What are the main components of a press brake?

Various components of a press brake must work together to ensure a functioning bending process:

  • Machine frame: Structural support of the press brake made of high-strength steel to withstand the forces that occur during the bending process
  • Upper beam with upper tool (punch): This hydraulically or electrically driven part is used to exert force on the metal in order to shape it
  • Lower beam with lower tool (die): Depending on the opening angle of the die mounted on the lower beam, into which a sheet is pressed along the bending line by the upper tool (punch), different bending angles can be realized
  • Back gauge: This device is used to precisely position the sheet metal for bending so that a bending line runs as desired relative to the outer edges or other bending lines.
  • CNC control: Bending parameters, e.g. bending angle and position of the back gauge, can be programmed here

Are there differences in the beveling tools?

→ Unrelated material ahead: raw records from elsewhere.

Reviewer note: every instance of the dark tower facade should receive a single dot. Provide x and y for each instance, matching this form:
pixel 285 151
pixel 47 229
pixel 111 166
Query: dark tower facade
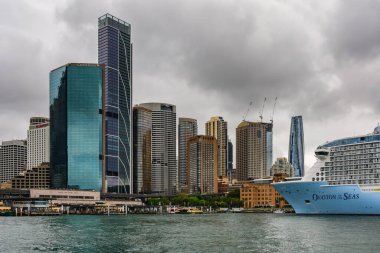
pixel 296 146
pixel 115 52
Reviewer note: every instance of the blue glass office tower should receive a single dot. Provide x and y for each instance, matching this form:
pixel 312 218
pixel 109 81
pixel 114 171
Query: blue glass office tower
pixel 76 126
pixel 115 51
pixel 296 146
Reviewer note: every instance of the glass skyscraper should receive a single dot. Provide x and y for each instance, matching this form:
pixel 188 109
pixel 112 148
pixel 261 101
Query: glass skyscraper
pixel 115 51
pixel 296 146
pixel 142 150
pixel 76 126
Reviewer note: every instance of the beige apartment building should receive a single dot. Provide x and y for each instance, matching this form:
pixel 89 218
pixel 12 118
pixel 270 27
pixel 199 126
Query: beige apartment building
pixel 202 164
pixel 217 128
pixel 253 150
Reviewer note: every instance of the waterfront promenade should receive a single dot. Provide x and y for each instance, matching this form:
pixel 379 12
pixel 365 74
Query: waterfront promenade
pixel 230 232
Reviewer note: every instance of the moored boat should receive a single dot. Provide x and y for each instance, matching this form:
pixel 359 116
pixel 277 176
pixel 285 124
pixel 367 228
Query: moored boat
pixel 344 180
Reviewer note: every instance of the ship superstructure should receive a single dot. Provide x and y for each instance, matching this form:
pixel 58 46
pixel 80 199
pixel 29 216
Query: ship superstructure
pixel 344 180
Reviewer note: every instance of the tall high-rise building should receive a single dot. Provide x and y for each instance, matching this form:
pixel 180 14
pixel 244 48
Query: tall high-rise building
pixel 38 142
pixel 253 150
pixel 296 146
pixel 202 163
pixel 230 155
pixel 164 164
pixel 76 150
pixel 142 148
pixel 12 159
pixel 187 128
pixel 217 128
pixel 282 166
pixel 115 51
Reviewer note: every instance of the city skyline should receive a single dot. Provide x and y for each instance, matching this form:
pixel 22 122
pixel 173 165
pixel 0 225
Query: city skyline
pixel 341 63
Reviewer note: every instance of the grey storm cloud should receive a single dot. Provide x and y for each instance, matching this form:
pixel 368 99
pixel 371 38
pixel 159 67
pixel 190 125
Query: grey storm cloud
pixel 320 59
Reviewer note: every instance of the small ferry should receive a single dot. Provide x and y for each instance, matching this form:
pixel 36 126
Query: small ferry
pixel 5 210
pixel 189 210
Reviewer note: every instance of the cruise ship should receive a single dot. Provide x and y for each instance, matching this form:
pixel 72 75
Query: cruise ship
pixel 344 180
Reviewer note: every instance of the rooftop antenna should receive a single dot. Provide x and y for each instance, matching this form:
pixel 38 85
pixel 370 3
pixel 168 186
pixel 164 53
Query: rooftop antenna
pixel 249 107
pixel 274 106
pixel 262 110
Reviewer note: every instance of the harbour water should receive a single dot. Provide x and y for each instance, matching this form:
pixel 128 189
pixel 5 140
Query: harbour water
pixel 190 233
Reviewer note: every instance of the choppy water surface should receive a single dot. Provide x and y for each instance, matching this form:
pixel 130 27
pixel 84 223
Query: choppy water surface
pixel 190 233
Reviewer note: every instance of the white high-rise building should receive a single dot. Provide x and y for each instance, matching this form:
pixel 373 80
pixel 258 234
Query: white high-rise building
pixel 164 162
pixel 38 142
pixel 12 159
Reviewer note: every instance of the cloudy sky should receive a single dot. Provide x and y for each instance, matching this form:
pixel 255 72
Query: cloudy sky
pixel 320 58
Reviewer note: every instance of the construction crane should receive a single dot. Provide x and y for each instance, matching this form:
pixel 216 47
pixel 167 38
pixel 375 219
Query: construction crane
pixel 274 106
pixel 249 107
pixel 262 110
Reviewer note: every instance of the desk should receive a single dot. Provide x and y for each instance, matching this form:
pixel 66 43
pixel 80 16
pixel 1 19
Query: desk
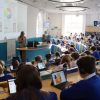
pixel 39 49
pixel 46 85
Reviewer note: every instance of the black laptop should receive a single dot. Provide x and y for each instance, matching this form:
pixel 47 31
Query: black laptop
pixel 11 86
pixel 59 80
pixel 41 66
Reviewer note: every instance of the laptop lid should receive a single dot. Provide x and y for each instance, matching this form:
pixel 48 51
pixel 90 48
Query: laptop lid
pixel 41 66
pixel 11 86
pixel 58 77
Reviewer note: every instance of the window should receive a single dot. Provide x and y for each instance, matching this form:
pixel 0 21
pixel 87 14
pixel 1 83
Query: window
pixel 39 27
pixel 73 24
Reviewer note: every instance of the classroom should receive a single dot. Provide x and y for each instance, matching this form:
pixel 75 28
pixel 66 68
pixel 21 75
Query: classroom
pixel 49 49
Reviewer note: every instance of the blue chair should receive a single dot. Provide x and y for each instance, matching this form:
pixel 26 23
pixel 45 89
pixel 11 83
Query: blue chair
pixel 96 54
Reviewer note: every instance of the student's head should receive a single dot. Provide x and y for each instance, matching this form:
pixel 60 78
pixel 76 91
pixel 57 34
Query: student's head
pixel 15 63
pixel 75 55
pixel 93 48
pixel 2 63
pixel 87 52
pixel 1 70
pixel 28 77
pixel 86 65
pixel 57 54
pixel 38 58
pixel 71 49
pixel 66 59
pixel 48 56
pixel 22 33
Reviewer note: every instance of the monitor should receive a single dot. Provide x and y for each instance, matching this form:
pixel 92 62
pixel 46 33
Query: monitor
pixel 11 86
pixel 58 77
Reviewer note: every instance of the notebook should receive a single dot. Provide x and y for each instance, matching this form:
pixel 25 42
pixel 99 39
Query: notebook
pixel 59 80
pixel 11 86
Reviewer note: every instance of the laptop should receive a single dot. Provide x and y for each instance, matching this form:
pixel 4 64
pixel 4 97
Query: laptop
pixel 11 86
pixel 59 80
pixel 41 66
pixel 30 44
pixel 12 69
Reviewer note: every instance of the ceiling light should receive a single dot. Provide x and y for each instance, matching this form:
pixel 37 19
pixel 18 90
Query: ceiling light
pixel 66 1
pixel 72 8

Bending tools are the punch, which is located on the upper beam of the press brake, and the die, which is located on the lower beam. They are made of high-strength, hardened steel to withstand the force exerted and are not permanently installed in the machine, but can be exchanged for different bending applications. Both the upper and lower tools are available in a wide variety of shapes and sizes. The selection of bending tools is crucial in order to achieve the best possible accuracy and precision. In particular, the type, thickness and length of the metal to be bent as well as the shape, radius and size of the bends must be taken into account. An incorrect, poor quality or incorrectly connected tool can cause damage to the machine or lead to faulty workpieces.

Can all materials be bent with a press brake?

Press brakes can be used to bend a wide range of materials, including steel, stainless steel, aluminum, copper, brass and more. Depending on the material type and thickness, different machine types are recommended and different tools and settings are required. The force that a press brake can apply is referred to as tonnage and varies depending on the machine. Hydraulic press brakes are required for high forces, e.g. for bending steel, while electric press brakes are generally suitable for lower forces, e.g. for bending aluminum.